Whilst I can't obviously comment on your own experiences, I imagine UK roads are on a par (if not worse) than what you're describing and I've had next to no issues with 20" wheels on my TTRS. Potholes - I tend to drive round them, a little trick I learnt after passing my driving test25 years ago. Parking, well, just be slow and careful - I often open the door to do a quick assessment before moving in near a curb. Tyres in the right size, zero problem there either. Having said all that, I'd prefer 19's as they make everything a little easier. 18's would look crap on a TT, IMO anyway. As to the ride on 20's? It's just fine on my car, even on our bumpy old UK roads. A lot of the comments I read on here seem to ignore the fact that you're driving a sports car, not a family hatch.

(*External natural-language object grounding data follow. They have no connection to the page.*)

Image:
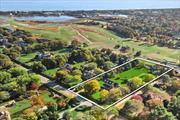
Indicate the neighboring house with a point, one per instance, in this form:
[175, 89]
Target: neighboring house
[5, 42]
[88, 74]
[108, 84]
[42, 55]
[21, 43]
[4, 114]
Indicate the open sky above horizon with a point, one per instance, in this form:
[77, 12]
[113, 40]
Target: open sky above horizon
[26, 5]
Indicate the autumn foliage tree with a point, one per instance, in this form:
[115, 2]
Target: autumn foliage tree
[92, 87]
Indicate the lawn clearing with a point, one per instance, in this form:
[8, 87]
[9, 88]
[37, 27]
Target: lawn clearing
[26, 103]
[27, 57]
[51, 72]
[119, 79]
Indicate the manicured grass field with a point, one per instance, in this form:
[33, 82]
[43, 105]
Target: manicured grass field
[27, 57]
[51, 72]
[127, 75]
[99, 37]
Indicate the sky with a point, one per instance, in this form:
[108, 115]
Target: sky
[86, 4]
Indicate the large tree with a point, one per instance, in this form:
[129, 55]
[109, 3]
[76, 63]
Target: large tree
[160, 113]
[4, 95]
[92, 87]
[174, 106]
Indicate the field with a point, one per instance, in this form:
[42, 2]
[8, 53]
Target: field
[95, 36]
[26, 103]
[120, 78]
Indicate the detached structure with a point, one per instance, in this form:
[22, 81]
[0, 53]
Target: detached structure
[4, 113]
[42, 55]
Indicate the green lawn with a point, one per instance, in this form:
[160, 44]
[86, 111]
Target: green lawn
[133, 72]
[51, 72]
[96, 96]
[26, 103]
[20, 106]
[27, 57]
[122, 78]
[63, 32]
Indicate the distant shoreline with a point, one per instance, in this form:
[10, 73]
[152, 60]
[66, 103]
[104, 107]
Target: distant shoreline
[76, 13]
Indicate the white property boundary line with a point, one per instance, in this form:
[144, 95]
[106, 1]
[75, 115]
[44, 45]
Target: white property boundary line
[101, 74]
[128, 95]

Anyway, MTPW on the subject, for what's it's worth


----------



## denTTony (Jan 6, 2013)

went out on a test drive earlier. salesman wanted me to do about 4 miles in total on a dual carriageway ! actually did 18 miles, mix of motorway and town, I think it was a little harsher but I think over time you wouldnt notice. What did seem more noticeable though was the car did seem noisier. hard to know if this was purely down to the tyres on such a short drive. Ill have a think about it but inclined to play safe and go with an S-line and 19" wheels as I have today


----------